6. Change your light bulbs. Compact fluorescent light bulbs (CFLs) last 10 times longer than a standard bulb and use at least two-thirds less energy. If you're shopping for new appliances or even home electronics, look for ENERGY STAR products, which have met EPA and U.S. Department of Energy guidelines for energy efficiency. As of December 2013, ENERGY STAR had helped families and businesses to save an estimated $295 billion on utility bills and prevented more than 2.3 billion tons (2.1 billion metric tons) of greenhouse gas emissions from being released over the past two decades [source: ENERGY STAR]. (Learn more about proper disposal of CFLs.)

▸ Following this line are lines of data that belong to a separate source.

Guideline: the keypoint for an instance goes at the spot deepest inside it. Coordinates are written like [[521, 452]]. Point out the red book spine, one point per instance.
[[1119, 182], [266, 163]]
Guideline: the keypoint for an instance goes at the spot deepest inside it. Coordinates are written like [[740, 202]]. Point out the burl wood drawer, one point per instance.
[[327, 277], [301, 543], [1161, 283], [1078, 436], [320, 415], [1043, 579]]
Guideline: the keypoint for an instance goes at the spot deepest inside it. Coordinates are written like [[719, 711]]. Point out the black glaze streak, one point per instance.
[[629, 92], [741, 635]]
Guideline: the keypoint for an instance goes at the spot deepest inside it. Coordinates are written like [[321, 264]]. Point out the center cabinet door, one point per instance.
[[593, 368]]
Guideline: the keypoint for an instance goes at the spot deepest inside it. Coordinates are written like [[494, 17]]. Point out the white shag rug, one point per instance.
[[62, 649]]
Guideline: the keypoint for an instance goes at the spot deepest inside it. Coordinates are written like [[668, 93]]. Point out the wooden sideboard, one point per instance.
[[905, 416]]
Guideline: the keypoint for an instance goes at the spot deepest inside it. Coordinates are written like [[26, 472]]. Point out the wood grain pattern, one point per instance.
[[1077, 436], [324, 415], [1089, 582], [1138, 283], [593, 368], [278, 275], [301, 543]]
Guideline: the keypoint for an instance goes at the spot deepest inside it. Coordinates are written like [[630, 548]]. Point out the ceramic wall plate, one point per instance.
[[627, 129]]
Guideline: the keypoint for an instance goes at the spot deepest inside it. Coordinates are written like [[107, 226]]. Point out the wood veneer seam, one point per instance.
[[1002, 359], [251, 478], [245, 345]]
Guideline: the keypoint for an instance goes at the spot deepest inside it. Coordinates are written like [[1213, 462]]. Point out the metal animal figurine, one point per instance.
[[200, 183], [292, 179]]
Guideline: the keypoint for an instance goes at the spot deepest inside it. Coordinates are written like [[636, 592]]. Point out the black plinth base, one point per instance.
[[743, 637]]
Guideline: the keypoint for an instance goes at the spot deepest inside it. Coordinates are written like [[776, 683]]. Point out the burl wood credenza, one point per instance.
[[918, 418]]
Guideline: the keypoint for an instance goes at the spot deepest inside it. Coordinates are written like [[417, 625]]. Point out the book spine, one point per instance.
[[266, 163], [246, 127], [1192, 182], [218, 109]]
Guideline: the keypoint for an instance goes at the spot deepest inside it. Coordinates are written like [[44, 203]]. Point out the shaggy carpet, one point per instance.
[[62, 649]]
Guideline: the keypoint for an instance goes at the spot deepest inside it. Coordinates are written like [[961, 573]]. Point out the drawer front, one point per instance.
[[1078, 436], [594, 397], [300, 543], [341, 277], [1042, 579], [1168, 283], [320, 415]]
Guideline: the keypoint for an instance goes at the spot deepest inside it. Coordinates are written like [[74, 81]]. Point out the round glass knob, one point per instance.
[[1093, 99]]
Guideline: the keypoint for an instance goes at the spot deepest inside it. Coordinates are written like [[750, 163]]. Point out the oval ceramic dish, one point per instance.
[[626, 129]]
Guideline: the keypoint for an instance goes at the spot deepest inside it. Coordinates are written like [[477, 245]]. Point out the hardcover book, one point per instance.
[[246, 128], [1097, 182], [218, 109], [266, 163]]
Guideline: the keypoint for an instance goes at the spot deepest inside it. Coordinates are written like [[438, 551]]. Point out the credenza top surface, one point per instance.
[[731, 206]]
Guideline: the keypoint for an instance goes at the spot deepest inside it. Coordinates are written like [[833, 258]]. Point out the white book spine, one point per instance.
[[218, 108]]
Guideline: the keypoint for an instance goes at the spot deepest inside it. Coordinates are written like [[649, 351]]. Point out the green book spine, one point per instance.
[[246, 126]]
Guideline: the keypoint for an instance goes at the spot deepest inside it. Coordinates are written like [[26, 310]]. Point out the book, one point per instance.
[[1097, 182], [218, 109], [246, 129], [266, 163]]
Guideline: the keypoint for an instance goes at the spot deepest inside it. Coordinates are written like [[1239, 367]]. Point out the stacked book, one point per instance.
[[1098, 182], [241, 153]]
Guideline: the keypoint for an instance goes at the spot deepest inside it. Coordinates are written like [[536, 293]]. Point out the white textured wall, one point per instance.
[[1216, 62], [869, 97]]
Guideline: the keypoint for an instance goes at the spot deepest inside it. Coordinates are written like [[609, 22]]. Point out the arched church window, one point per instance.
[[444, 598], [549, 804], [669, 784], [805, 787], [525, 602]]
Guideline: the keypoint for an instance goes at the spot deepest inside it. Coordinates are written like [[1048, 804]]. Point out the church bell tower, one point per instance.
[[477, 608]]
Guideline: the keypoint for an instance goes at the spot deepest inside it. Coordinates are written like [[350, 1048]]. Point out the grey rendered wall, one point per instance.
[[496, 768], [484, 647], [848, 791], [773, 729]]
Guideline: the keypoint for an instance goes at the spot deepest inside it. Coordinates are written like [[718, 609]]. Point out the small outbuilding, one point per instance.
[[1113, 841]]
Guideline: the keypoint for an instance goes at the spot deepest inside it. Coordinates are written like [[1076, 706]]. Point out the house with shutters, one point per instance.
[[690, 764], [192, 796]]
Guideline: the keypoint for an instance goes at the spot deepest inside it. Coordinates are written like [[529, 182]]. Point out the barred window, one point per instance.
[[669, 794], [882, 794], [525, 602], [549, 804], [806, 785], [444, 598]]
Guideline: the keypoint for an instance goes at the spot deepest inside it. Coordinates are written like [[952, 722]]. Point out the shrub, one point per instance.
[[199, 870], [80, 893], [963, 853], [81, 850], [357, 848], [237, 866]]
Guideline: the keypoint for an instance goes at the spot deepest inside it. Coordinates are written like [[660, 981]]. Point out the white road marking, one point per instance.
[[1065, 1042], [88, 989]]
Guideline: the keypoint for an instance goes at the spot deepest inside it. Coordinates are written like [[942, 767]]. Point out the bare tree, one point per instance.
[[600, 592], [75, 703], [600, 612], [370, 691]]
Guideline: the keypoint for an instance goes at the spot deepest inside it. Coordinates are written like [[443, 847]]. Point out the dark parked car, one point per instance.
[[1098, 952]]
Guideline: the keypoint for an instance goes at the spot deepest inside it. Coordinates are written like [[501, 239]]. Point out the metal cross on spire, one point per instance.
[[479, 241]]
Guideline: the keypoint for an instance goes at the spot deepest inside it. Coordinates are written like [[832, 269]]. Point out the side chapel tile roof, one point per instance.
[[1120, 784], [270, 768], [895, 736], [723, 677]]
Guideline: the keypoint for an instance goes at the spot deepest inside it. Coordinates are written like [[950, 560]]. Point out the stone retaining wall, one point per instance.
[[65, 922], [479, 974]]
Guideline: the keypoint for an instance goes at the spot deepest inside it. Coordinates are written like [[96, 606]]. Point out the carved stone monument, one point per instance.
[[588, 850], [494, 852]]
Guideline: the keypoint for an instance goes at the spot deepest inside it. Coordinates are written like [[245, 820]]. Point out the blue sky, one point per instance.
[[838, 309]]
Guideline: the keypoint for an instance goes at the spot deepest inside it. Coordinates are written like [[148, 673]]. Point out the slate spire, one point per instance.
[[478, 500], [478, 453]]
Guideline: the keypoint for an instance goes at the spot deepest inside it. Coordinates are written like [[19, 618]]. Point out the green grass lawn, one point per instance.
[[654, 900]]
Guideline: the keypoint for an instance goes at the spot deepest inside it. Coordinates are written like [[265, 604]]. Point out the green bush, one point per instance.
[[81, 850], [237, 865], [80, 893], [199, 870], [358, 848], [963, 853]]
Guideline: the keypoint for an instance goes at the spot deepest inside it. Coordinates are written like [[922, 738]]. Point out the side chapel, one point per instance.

7. Make your home more energy efficient (and save money). Clean your air filters so your system doesn't have to work overtime. Get a programmable thermostat so you aren't wasting energy when you aren't home. When you go to bed, reduce the thermostat setting -- you won't miss those extra degrees of heat or air conditioning while you're asleep.
8. Maintain your car. Underinflated tires decrease fuel economy by up to 3 percent and lead to increased pollution and higher greenhouse gas emissions [source: EPA]. Underinflation also increases tire wear, so it will save you money in the long run if you're good about checking your tire pressure.
9. Drive smarter. Slow down -- driving 60 miles (96 kilometers) per hour instead of 70 mph on the highway will save you up 4 miles (6 kilometers) per gallon [source: Consumer Guide Automotive]. Accelerating and braking too hard can actually reduce your fuel economy, so take it easy on the brakes and gas pedal.
10.Turn off lights when you're not in the room and unplug appliances when you're not using them. It only takes a second to be environmentally conscious.